Resultate mit anderen Städten vergleichbar

Die Teilnehmer der Umfrage sollen unter anderem sagen, ob sie sich «beim Velofahren sicher fühlen», von «anderen Verkehrsteilnehmern und den Behörden ernst genommen» werden und ob ausreichend Velowege durch die Stadt führen. 20'000 Franken lässt sich die Stadt die Umfrage kosten. Denselben Betrag bezahlen die Städte Bern, Basel und Lausanne, je 5000 Franken steuern Winterthur und Genf bei.
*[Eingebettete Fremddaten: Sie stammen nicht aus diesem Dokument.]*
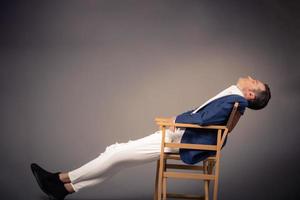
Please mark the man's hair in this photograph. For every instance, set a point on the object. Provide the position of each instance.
(262, 98)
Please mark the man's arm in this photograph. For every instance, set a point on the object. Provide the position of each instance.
(216, 115)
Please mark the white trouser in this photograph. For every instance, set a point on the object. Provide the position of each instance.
(119, 156)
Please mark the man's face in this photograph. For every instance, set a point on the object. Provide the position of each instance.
(249, 85)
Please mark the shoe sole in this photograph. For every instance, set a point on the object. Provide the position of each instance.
(40, 183)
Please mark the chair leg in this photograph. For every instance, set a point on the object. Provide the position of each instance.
(206, 184)
(164, 188)
(216, 179)
(156, 181)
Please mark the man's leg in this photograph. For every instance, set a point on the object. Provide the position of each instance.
(116, 157)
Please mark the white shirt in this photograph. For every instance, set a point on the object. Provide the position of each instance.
(232, 90)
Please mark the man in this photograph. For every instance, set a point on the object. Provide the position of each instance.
(248, 92)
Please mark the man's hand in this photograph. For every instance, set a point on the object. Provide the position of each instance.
(172, 128)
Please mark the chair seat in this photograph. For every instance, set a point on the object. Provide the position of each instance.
(176, 156)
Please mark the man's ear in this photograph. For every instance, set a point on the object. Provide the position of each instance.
(250, 95)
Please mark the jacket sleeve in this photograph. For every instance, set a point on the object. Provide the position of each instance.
(217, 115)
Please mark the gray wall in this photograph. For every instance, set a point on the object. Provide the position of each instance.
(77, 76)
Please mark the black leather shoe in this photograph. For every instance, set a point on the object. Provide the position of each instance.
(49, 182)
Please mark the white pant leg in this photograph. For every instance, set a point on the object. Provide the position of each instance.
(116, 157)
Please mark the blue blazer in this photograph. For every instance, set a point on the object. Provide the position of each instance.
(214, 113)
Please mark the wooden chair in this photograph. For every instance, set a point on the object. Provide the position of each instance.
(208, 164)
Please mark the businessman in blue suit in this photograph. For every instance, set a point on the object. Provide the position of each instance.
(249, 92)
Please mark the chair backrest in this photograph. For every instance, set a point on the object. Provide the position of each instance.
(234, 117)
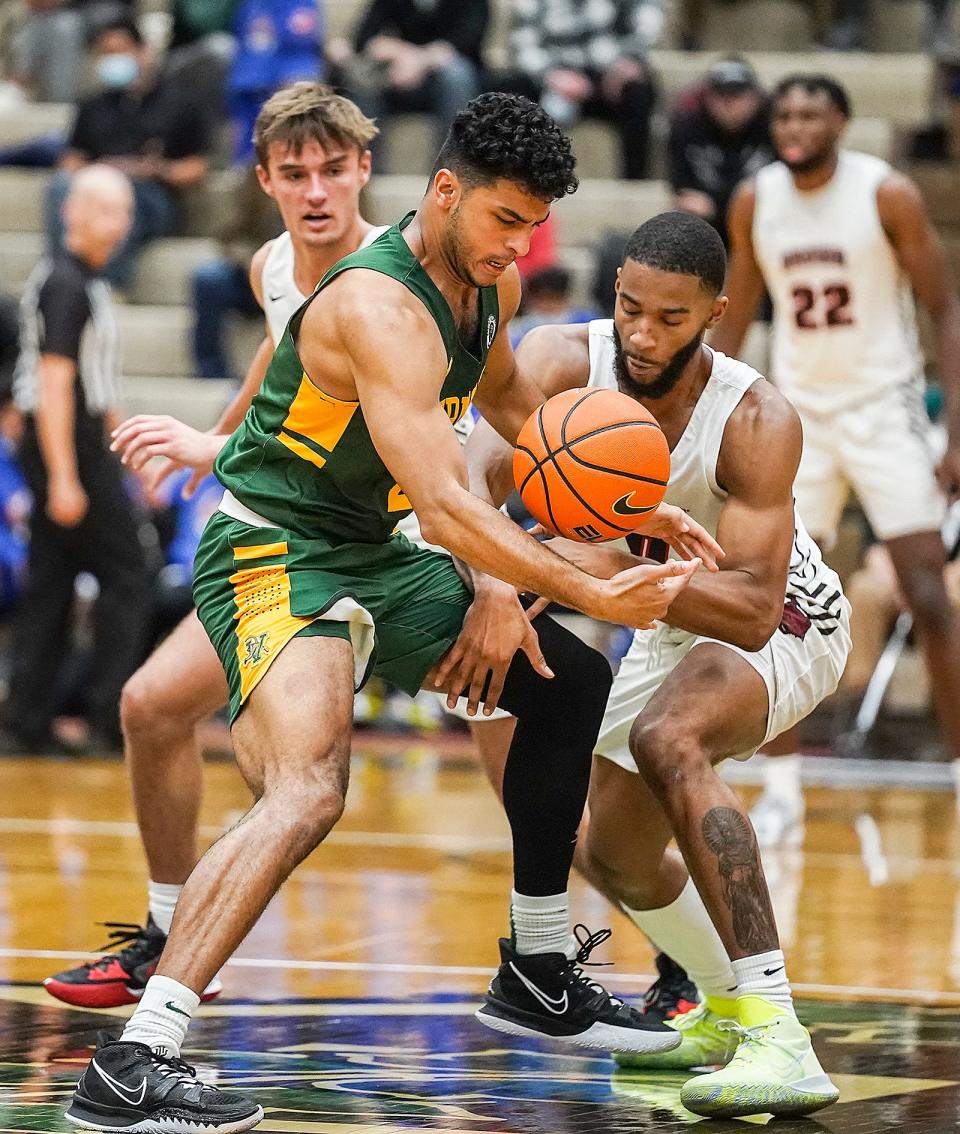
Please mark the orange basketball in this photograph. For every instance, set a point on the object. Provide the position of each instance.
(591, 464)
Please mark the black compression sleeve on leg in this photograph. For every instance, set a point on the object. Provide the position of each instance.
(549, 766)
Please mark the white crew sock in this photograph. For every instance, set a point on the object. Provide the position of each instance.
(765, 975)
(542, 924)
(782, 776)
(162, 897)
(161, 1018)
(685, 932)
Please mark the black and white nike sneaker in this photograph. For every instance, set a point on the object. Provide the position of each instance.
(127, 1086)
(548, 995)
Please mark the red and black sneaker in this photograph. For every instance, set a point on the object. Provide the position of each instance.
(671, 993)
(117, 978)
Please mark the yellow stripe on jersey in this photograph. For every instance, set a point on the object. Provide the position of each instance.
(264, 623)
(317, 417)
(304, 451)
(261, 550)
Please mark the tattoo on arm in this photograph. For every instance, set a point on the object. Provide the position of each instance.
(728, 835)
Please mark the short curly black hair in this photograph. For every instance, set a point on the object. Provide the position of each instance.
(507, 136)
(815, 84)
(676, 242)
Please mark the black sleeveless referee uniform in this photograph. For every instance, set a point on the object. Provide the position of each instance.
(66, 310)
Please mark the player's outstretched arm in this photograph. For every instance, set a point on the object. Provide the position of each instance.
(742, 602)
(144, 437)
(744, 285)
(924, 259)
(398, 390)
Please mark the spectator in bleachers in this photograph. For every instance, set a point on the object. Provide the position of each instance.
(278, 42)
(221, 286)
(82, 521)
(202, 45)
(719, 135)
(546, 299)
(584, 59)
(14, 493)
(414, 56)
(150, 127)
(47, 54)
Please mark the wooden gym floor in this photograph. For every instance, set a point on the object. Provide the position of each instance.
(348, 1010)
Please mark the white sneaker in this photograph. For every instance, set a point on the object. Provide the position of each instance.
(778, 819)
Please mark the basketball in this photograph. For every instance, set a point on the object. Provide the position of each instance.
(591, 464)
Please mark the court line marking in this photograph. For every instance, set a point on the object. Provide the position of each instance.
(86, 827)
(861, 992)
(450, 844)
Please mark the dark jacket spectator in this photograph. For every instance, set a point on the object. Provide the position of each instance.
(410, 56)
(583, 59)
(719, 135)
(149, 126)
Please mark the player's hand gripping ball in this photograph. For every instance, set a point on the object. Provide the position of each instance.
(591, 464)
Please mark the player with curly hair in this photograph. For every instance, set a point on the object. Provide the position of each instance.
(305, 589)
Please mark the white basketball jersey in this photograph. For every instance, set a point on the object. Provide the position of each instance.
(844, 323)
(281, 296)
(812, 586)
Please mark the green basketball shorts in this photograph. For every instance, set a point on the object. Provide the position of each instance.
(257, 587)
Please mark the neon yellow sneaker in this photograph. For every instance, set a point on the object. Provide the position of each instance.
(704, 1043)
(774, 1069)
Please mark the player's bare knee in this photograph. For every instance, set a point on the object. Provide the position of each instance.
(667, 752)
(617, 880)
(139, 711)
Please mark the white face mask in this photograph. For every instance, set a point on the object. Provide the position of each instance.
(117, 70)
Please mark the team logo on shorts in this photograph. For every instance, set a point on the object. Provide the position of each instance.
(256, 649)
(793, 621)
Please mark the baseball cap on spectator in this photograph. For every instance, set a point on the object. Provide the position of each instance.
(730, 75)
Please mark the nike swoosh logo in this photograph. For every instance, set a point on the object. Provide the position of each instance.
(127, 1093)
(558, 1007)
(622, 507)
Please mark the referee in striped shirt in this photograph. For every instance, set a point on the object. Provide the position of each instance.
(66, 384)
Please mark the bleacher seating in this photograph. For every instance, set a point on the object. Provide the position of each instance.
(889, 95)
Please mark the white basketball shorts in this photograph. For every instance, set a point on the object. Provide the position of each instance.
(880, 449)
(798, 674)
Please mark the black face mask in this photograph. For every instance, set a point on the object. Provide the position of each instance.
(669, 377)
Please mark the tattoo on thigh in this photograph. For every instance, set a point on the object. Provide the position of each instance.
(728, 835)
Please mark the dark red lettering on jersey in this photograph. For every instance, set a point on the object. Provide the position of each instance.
(829, 307)
(814, 256)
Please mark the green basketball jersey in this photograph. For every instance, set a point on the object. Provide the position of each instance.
(305, 460)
«Wir wollen wissen, ob das, was wir tun, auch Wirkung zeigt», sagt Urs Walter, Velobeauftragter der Stadt Zürich. Bisher habe sich die Stadt vor allem auf Verkehrszählungen und statistische Erhebungen beschränkt. «Was wir bisher nicht wussten, wie es den Velofahrern in Zürich geht.» Statt selbst eine Umfrage zu lancieren, habe sich die Stadt nun entschieden, mit der Pro Velo und anderen Städten zusammenzuspannen. «Das hat auch den Vorteil, dass wir die Resutalte aus Zürich nachher mit anderen Städten vergleichen können.»

Das Fiasko von 2005

Vor fünf Jahren führte Pro Velo zum letzten Mal eine ähnliche Umfrage durch – ohne Beteiligung der Stadt. Die Erhebung kam zu einem beschämenden Verdikt: Zürich schnitt in sämtlichen Belangen unterdurchschnittlich ab. Das Verkehrsklima wurde damals das zweitschlechteste aller Schweizer Grossstädte beurteilt. Für die Sicherheit gaben die Velofahrer der Stadt die Note 2,8, – bei einer Skala von 1 bis 6.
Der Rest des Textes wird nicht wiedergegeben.